(08-21-2022, 10:16 PM)Mooshry Wrote: Is there a particular reason maps and tileset rips don't get posted as often?
Dazz covered the basics very well with Obama going to detail on Dragon Quest V and if you know the game, you can give it a try for yourself but for more detailed reasons why:
From the NES/SG-1000 up to the PS1/Saturn era, there is at least a background viewer on some emulators to help a bit and the more popular games have their own tools however from the PS1/Saturn onwards (with the exception of handhelds up to the PSP), there isn't a background viewer due to the way graphics are drawn meaning that you would have to do quite a lot of work. The same also applies on computers where it doesn't have a tile based system. You might get lucky with a tool, debug mode or a walk through walls cheat but for many cases, those options aren't there...
Other things to consider:
*Animations especially when it comes to water or lava.
*Palettes especially if it has a day and night cycle, season based or even the lights in an area.
*Any effects e.g. weather, flashing, scanline based, scaling & rotation (Mode 7 on SNES), filters (modern games)
*Unreachable areas
*Whether the NPC/item sprites are part of the map or not (sometimes they are baked in but usually not)
*Possible graphical/palette glitches especially when it comes to scrolling
*Regional variations in case of signs or content
*Language barrier (for RPGs/strategy games that don't have a translation)

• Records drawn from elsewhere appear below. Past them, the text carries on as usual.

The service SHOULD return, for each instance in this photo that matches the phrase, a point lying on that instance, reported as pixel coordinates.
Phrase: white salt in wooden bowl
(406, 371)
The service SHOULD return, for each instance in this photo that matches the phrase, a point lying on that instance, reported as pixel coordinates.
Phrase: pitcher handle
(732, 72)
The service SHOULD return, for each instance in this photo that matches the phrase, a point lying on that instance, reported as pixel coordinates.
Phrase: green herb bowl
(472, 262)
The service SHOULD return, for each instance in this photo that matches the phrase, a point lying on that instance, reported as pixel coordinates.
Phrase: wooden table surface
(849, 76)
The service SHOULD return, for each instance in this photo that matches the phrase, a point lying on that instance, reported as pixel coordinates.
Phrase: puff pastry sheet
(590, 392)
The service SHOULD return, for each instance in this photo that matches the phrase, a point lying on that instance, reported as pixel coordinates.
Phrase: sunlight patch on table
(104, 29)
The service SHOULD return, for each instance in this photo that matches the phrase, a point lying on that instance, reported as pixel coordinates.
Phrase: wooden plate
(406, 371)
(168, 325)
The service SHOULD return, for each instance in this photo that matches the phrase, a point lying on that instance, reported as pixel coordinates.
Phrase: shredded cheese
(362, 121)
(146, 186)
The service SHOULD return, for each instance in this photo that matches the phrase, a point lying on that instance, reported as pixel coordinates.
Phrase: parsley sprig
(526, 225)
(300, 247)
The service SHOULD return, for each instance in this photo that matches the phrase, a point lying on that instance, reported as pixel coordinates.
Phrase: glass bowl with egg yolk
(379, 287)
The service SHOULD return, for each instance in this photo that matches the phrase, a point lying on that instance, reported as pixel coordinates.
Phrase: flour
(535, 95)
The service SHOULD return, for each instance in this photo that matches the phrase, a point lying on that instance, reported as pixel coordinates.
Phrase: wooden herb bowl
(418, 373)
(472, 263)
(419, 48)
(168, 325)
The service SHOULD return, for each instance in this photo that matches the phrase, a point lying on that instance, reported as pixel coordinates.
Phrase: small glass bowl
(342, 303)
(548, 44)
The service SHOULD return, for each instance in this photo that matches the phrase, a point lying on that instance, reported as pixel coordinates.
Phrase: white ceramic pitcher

Ripping RPG maps can be tough but sports games are worse especially when it comes to scrolling fields. Unlike RPGs where the scrolling in most cases outside of unused areas or cornered off boundaries can be controlled to a certain extent, the scrolling cannot be controlled very easily and getting towards the furthest edge of the boundaries where the crowds usually are is a bit of a nightmare. There are other examples too: Ultra Golf for the Game Boy, there is one water animation that only triggers once and if you miss that (which is VERY easy to do on the scrolling courses), that's it because it is the first animation that loads and never reloads. I had to abandon or put on hold many golf course maps, baseball/soccer fields and because the only way to get them ripped completely would be to hack into the game and find the co-ordinates. Hard to do when there's no research on a game. It also applies to backgrounds in general too because map ripping is similar to background ripping and much of it is the same process.
Tilesets are a
bit easier because even for PS1/Saturn games onwards, they are loaded in assuming that the emulator has support for a VRAM viewer. Even if they don't, it might use files that can be viewed at best on a default image viewer (if it uses pngs for a PC game, best case scenario!), use a convertor/special tool, see if TileGDD shows anything or at worst baked into the exe in the case of PC. They still need sorting out and some tilesets are shared with other areas in the game. At worst, an animation can be dynamically loaded into the tile viewer/VRAM/VDP and the ROM/files are compressed with no decompressor. Also they maybe in a format that is hard to understand.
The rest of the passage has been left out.